On Saturday February 6, a group of community leaders, artists, architects, planners, creators, writers, historians, professionals, academics, social enterprises, and organizations met to discuss strategies to bring our communities and networks together to find a responsible and productive public response to the LeBreton Flats Redevelopment.
After weeks of rumours and speculations, the National Capital Commission finally released the details of the two proponent proposals on January 26 at a two-day public display at the Canadian War Museum. Public feedback is being collected through an online survey that closes on February 8th. According to the NCC website, the evaluation committee will make its recommendation to the Board of Directors in March and negotiations with the preferred proponent will begin this summer.
The diversity of the group that met Saturday was reflected in the diversity of opinions and concerns we shared with each other but the uniting, rallying message was:
The mechanism for public participation in this process are insufficient and it is critical that we find strategies to insist on opening the process so that our different voices and concerns can be heard and considered.
To that end, we are distributing an URGENT CALL encouraging our community in Ottawa and across Canada to complete the public feedback survey. We have prepared the following text that can be edited or copy-pasted directly into the final question of the three-page survey:
The strength of the NCC position on LeBreton Flats is in recognizing it as an important piece of land with significant potential. It deserves careful consideration and should be protected to ensure thoughtful and meaningful redevelopment. On the eve of the 150th anniversary celebrations, this site of significance in the Nation’s Capital must reflect the public interests of Canadians. Both the process and plan must show care in engaging and responding to the needs and values of its diverse population and in respecting the integrity and vulnerability of its environment. LeBreton Flats presents an opportunity for the NCC to offer a vision of responsible stewardship and a space for reconciliation with the displaced working class community who once inhabited the site and the First Nations People.
Before a final and irrevocable decision is made, I join my community in requesting more time to consider the proposals and to engage in meaningful public participation to better assist the NCC make a decision that truly rises to the potential of this site of national significance.

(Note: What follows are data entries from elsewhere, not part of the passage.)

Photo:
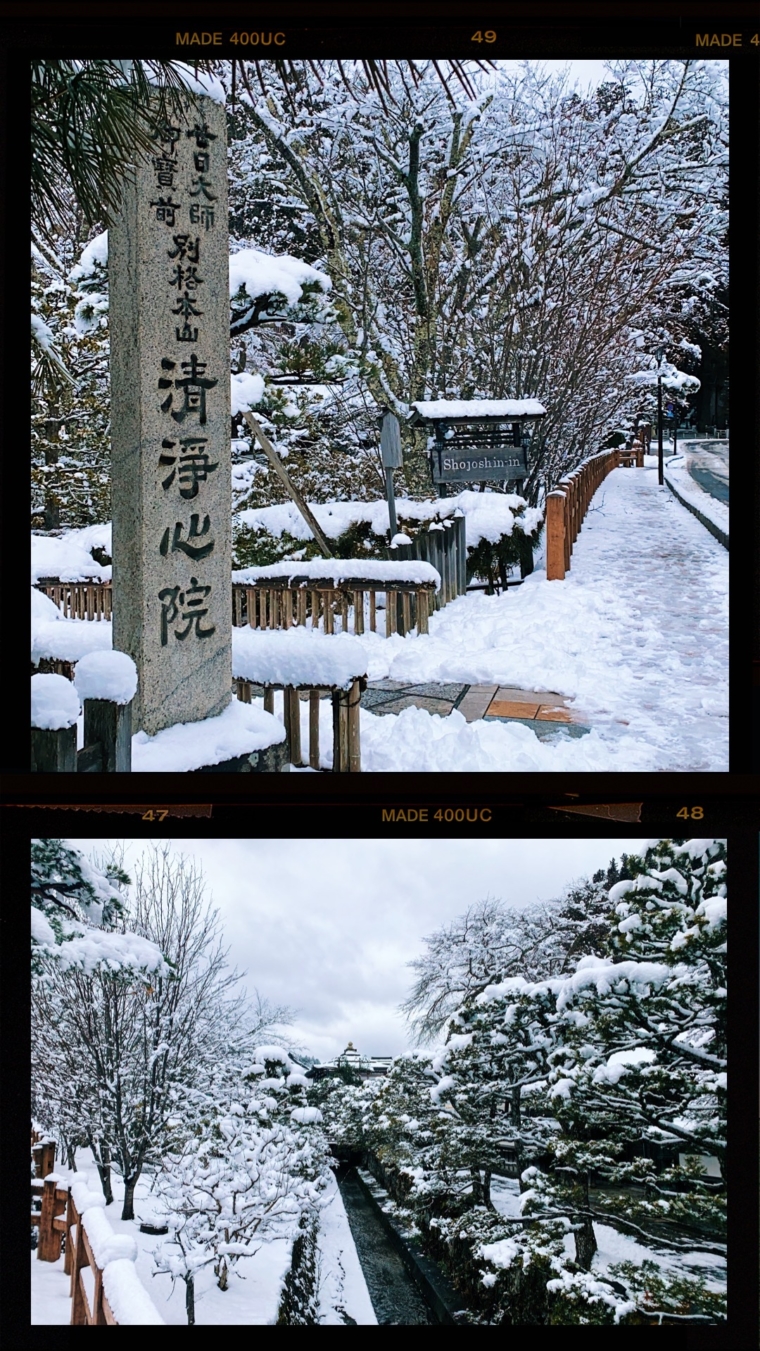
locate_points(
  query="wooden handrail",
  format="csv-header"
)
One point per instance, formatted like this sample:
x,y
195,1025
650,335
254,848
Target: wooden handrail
x,y
567,507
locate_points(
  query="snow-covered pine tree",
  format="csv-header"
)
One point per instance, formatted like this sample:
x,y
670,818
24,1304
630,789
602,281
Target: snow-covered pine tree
x,y
639,1089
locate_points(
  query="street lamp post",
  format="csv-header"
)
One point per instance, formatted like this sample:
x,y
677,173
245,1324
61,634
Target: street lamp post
x,y
660,354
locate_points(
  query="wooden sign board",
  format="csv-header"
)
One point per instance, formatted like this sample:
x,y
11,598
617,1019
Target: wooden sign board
x,y
452,466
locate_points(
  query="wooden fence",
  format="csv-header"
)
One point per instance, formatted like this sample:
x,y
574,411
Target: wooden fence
x,y
346,742
276,604
85,1309
443,545
568,503
78,600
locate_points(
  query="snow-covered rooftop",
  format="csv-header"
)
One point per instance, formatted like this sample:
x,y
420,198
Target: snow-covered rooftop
x,y
486,408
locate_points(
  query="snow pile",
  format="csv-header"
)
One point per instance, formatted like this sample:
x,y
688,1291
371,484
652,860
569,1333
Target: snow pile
x,y
68,557
259,273
246,391
479,408
687,488
297,657
107,674
336,570
486,515
93,256
54,703
239,730
115,1254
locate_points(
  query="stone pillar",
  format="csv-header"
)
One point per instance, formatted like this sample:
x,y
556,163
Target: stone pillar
x,y
169,315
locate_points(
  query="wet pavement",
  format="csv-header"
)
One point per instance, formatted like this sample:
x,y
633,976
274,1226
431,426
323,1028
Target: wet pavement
x,y
544,711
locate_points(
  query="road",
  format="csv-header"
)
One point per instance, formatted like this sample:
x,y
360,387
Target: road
x,y
708,462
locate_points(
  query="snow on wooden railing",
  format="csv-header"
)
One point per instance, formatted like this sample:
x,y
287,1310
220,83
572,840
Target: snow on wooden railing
x,y
105,1288
568,503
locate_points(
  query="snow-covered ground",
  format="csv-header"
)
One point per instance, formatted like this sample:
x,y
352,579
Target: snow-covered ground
x,y
635,638
254,1293
342,1288
614,1246
678,473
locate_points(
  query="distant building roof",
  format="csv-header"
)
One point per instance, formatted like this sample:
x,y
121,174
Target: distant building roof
x,y
465,410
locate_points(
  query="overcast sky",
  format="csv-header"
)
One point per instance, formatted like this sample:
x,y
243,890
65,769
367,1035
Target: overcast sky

We recognize participating in the limited format of the NCC official survey is insufficient. We intend to continue working collectively as a network of interest groups and individuals to find more meaningful and effective ways of engaging the public in the future redevelopment of the site.
We look forward to announcing future opportunities for public discussion and action as we move forward.
In the meantime, we recommend you check out the LeBreton Flats Citizen-led Survey and the Change.org petition.
The Dalhousie Community Association has also compiled the following list of responses to specific issues and concerns to assist in completing the NCC survey or in writing letters to your city councilor, MPP, MP, NCC, etc.
Please feel free to submit your own survey responses in the comment section below.
Alternate suggested text submitted by James:
LeBreton Flats is the last large undeveloped site in the heart of Canada’s capital. Especially on the verge of our 150th anniversary celebrations, development and plans for it must consider the long term. The interests and values of the nation as well as the views of local communities must be considered, not just those with a particular business interest. Planning and approval processes therefore must engage Canadians as citizens and respect the history, environment and liveability of the site within a more general context.
As a true steward of the nation’s capital, the NCC must encourage this engagement, not foreclose it. I therefore ask that the NCC make no binding decisions on development plans for this site of national significance until it has laid out a path for that engagement and committed to respect it.
The current public consultation is ineffective. It is too late in the process and it lacks public transparency. It also forces the public to ‘react’ to each proposal, where I argue that we need to start with public input of ideas FIRST. These ideas would later turn into design concepts that are used in the project requirements. The approach chosen is an out-dated, top-down, “we know best”, approach which no longer works in a digitally connected & modern democracy. I don’t think it ever really worked! Additionally, the NCC only has to “consider” the input of the consultation. This opens the door to bias and subjectivity by evaluators. Early collection of ideas broadens the conversation and provides local and global insights on what is possible on LeBreton Flats. When this stage is complete open the doors –and invite in the expertise of the architects and urban planners.
It is a risk to more or less have a free for all which you want take Landsdown there was a group that wanted a massive park it would have cost 3 million and it would have had to be 100% funded by the city.